McDonald has overseen many innovative housing projects in his 50 years with SVdP, a human-services agency long committed to increasing affordable housing inventory throughout Oregon. Under his leadership, the nonprofit has developed more than 1,600 units of housing in Lane, Linn, Marion and Multnomah counties. And now he will oversee the formation of a vertically integrated housing provider able to limit costs by bringing every function — ordering, manufacturing, delivery, installation — under the nonprofit auspices of HOPE and SVdP.
McDonald says the first priority for HOPE Community Corp. will be to ramp up production of two traditional floorplans most in need by low-income buyers: a 2-bed/1-bath, approximately 800-square-foot singlewide, and a 3-bed/2-bath, 1,300-square-foot doublewide. Design priorities for the units will include energy efficiency, fire resistance and long-term resilience in the face of climate change and increasing wildfire threat.
State Rep. Pam Marsh (D-Ashland), who pushed through the state’s funding for this new enterprise, also introduced House Bill 4064, intended to expedite the siting of manufactured homes across the state. Her district lost some 2,500 housing units, including 1,500 manufactured homes and RVs, during 2020’s Almeda Fire. Few of those homes have been replaced yet — largely because of commercial manufacturers’ capacity limitations and rising costs, both of which this new nonprofit production effort are designed to address.
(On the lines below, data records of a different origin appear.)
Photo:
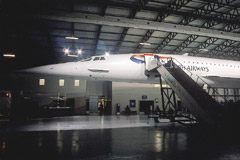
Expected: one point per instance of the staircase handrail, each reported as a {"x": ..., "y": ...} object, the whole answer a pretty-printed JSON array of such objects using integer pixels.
[{"x": 190, "y": 74}]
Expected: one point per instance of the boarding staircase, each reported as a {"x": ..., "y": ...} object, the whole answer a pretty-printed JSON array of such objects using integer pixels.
[{"x": 186, "y": 86}]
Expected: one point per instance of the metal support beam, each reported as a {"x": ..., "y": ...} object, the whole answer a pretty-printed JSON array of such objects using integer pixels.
[
  {"x": 188, "y": 41},
  {"x": 216, "y": 52},
  {"x": 140, "y": 24},
  {"x": 165, "y": 42},
  {"x": 100, "y": 27},
  {"x": 226, "y": 93},
  {"x": 137, "y": 8},
  {"x": 174, "y": 6},
  {"x": 169, "y": 95},
  {"x": 204, "y": 45},
  {"x": 207, "y": 9}
]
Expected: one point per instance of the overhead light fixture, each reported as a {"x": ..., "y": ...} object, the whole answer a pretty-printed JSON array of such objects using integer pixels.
[
  {"x": 145, "y": 44},
  {"x": 66, "y": 51},
  {"x": 107, "y": 54},
  {"x": 79, "y": 51},
  {"x": 72, "y": 37},
  {"x": 203, "y": 49},
  {"x": 9, "y": 55},
  {"x": 72, "y": 55}
]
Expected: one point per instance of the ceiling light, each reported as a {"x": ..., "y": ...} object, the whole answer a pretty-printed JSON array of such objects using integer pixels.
[
  {"x": 145, "y": 44},
  {"x": 203, "y": 49},
  {"x": 72, "y": 37},
  {"x": 107, "y": 54},
  {"x": 66, "y": 51},
  {"x": 9, "y": 55},
  {"x": 79, "y": 51},
  {"x": 72, "y": 55}
]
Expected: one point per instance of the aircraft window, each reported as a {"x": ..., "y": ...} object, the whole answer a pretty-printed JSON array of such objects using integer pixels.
[{"x": 96, "y": 59}]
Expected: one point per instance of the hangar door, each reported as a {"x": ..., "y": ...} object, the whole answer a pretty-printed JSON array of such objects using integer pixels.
[{"x": 145, "y": 106}]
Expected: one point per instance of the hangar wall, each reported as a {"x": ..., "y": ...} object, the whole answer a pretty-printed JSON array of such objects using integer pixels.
[{"x": 123, "y": 92}]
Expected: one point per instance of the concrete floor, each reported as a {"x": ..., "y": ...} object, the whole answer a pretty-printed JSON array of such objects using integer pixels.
[{"x": 111, "y": 137}]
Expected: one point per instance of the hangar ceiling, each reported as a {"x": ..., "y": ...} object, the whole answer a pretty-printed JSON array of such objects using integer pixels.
[{"x": 36, "y": 31}]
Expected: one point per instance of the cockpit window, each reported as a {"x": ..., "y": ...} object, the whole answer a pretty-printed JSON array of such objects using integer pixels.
[{"x": 96, "y": 59}]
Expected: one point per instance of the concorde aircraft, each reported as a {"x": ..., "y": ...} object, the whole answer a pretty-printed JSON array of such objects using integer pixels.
[{"x": 131, "y": 68}]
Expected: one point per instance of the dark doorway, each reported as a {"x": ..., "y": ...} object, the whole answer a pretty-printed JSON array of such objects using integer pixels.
[{"x": 145, "y": 106}]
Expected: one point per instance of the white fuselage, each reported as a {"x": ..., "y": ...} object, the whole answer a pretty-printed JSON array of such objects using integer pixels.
[{"x": 131, "y": 68}]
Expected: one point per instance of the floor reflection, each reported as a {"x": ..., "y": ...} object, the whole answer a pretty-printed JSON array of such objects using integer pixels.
[{"x": 173, "y": 142}]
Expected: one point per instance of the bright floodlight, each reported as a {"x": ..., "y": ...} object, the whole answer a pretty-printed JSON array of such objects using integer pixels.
[
  {"x": 66, "y": 51},
  {"x": 9, "y": 55},
  {"x": 203, "y": 49},
  {"x": 72, "y": 55},
  {"x": 72, "y": 37},
  {"x": 145, "y": 44},
  {"x": 107, "y": 54},
  {"x": 79, "y": 51}
]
“I am so grateful to St. Vincent to Paul of Lane County for its vision and willingness to think big,” says Rep. Marsh. “If all goes well, in a year the homes built in this factory may be housing wildfire survivors in my own community. That’s thrilling — and it sets a path for the innovation that we need to jumpstart housing production across the state.”
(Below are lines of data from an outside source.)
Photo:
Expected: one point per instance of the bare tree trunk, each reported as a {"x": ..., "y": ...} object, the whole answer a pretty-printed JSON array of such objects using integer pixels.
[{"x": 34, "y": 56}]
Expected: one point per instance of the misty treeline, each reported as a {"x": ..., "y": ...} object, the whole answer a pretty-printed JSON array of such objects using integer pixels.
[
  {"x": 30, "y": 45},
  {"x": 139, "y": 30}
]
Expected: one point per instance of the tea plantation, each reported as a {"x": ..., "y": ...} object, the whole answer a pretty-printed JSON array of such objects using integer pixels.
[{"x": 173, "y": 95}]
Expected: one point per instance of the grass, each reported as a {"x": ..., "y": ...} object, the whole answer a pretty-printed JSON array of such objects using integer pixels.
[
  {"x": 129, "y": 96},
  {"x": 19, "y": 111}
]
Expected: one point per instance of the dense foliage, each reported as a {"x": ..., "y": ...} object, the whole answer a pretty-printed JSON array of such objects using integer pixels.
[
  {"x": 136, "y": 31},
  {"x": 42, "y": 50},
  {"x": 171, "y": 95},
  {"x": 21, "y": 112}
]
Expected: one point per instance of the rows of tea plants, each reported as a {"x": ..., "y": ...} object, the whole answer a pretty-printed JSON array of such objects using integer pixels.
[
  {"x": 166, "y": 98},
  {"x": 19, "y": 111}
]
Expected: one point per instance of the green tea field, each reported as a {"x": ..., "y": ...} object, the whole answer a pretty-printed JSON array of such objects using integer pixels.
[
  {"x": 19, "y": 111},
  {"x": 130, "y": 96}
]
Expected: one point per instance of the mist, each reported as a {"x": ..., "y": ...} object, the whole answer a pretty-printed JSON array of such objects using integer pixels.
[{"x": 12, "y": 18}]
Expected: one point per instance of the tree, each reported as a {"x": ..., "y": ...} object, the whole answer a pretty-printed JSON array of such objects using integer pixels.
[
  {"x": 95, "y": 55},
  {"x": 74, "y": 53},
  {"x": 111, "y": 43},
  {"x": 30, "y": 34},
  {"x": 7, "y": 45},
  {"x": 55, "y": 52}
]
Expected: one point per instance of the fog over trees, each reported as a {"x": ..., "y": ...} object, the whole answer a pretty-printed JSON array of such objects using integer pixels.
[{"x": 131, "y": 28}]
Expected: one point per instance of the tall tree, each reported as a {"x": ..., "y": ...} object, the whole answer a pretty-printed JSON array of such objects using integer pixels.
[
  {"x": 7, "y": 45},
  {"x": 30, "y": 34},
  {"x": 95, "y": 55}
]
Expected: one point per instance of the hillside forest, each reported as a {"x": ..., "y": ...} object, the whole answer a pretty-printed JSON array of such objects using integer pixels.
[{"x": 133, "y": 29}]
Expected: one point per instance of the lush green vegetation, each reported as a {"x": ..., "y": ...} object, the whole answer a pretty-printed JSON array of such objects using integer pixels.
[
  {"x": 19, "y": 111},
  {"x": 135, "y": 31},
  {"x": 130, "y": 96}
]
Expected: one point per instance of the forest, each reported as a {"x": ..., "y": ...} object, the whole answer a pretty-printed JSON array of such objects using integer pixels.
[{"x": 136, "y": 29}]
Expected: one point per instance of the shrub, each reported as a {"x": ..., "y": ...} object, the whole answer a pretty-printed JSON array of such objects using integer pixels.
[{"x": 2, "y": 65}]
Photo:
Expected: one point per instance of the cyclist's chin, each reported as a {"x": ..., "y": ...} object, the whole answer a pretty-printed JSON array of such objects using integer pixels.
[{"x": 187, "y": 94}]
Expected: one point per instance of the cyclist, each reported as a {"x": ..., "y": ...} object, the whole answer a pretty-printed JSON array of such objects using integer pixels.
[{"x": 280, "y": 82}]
Engineering and early phases of site work are underway at 888 Garfield, which SVdP acquired in May 2022 with financing provided by Oregon Community Foundation. HOPE Community Corp. has employed a specialized consultancy, I-OSC of Madison, Wisc., to advise on factory layout and equipment, product design, regulatory compliance, staffing and other issues.
HOPE and SVdP are exploring partnerships with local workforce development programs, schools and trade organizations to maximize future training and mentorship opportunities when the factory begins production. Employment opportunities also will be prioritized for participants in SVdP-administered programs, such as Supportive Services for Veteran Families (SSVF), as they work to ascend from poverty and homelessness to stability and self-sufficiency.
An eventual next manufacturing focus for HOPE Community Corp. will be multi-bedroom, multi-bath “quint” or “quad” units to serve programs providing transitional housing for unsheltered people across the state — much like the five-unit modular apartment that SVdP recently built to house a women’s residential sober-living program (The Phoenix House) in Eugene.